Abbaye Saint-Pierre de Solesmes © Wikimedia

«La personne humaine : pourquoi et comment l’accompagner ?»

« La personne humaine : pourquoi et comment l’accompagner ? » Cette question, qui introduira le samedi 27 avril 2024 la Journée des Amis de l’Association pour la Formation Chrétienne de la Personne (AFCP) à Solesmes, est aussi celle qui anime l’Institut Karol Wojtyla (IKW) qui en émane. L’IKW se présente comme une « école des sciences de l’homme », dont l’originalité unique est d’articuler ensemble philosophie réaliste (Aristote, saint Thomas d’Aquin, saint Jean-Paul II) et sciences modernes, cours théoriques et stages pratiques. A quelques semaines de l’ouverture de ses portes au public, le samedi 25 mai prochain, nous avons interrogé quelques-uns des acteurs de cet Institut.

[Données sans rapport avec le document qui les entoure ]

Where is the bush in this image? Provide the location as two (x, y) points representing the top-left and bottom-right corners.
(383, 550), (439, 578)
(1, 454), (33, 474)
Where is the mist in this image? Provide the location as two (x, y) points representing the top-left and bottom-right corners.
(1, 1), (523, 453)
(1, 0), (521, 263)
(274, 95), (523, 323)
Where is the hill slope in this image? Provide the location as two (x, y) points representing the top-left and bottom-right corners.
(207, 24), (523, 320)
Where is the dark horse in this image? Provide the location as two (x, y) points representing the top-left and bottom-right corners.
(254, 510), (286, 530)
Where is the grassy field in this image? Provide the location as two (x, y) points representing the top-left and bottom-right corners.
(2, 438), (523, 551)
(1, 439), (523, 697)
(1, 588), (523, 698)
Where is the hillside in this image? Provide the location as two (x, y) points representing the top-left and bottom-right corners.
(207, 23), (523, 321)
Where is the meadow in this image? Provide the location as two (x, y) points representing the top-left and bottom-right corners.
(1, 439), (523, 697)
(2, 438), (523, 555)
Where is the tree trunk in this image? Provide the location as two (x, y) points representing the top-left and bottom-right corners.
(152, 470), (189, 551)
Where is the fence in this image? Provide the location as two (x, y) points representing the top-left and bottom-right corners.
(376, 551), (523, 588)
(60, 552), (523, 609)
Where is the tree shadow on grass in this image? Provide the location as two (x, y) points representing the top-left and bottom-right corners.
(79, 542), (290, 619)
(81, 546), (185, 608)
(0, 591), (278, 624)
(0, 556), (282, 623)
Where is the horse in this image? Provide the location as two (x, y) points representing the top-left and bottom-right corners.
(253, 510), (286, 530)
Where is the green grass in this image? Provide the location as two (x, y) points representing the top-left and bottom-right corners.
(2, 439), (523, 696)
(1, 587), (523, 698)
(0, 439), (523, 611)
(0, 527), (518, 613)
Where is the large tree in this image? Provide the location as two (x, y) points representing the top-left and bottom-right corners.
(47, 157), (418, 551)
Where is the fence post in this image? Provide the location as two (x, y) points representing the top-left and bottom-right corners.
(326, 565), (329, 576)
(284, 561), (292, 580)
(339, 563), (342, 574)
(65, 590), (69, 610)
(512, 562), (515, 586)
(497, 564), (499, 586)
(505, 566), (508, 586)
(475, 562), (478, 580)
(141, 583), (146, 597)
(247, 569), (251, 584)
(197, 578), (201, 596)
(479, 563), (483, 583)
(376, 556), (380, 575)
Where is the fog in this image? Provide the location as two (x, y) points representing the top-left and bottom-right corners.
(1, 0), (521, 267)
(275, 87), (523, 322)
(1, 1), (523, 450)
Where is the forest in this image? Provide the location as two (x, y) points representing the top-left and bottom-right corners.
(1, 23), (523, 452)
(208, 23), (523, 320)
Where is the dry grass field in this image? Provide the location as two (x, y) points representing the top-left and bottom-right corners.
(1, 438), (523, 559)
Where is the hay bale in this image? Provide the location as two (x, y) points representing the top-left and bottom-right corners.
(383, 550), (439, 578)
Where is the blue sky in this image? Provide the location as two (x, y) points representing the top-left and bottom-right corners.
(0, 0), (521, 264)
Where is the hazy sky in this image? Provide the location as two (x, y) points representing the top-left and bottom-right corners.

Quelle est la mission de l’AFCP ?

Père Gabriel Villemain (modérateur de l’AFCP, aumônier national du CLER) – L’AFCP est une œuvre de formation humaine et spirituelle au service de l’accompagnement des personnes : c’est là son mérite et sa pertinence. Grandir en maturité humaine et spirituelle permet à toute personne une vraie libération intérieure. Il y a en chacun un potentiel extraordinaire. Aider à le découvrir et le faire fructifier de manière la plus vertueuse possible, est source d’une très grande joie ! Telle est notre magnifique mission, au service de l’Église de notre temps, qui est attentive à ce besoin de formation, comme en témoigne la venue de Monseigneur d’Ornellas à notre journée des amis de l’AFCP.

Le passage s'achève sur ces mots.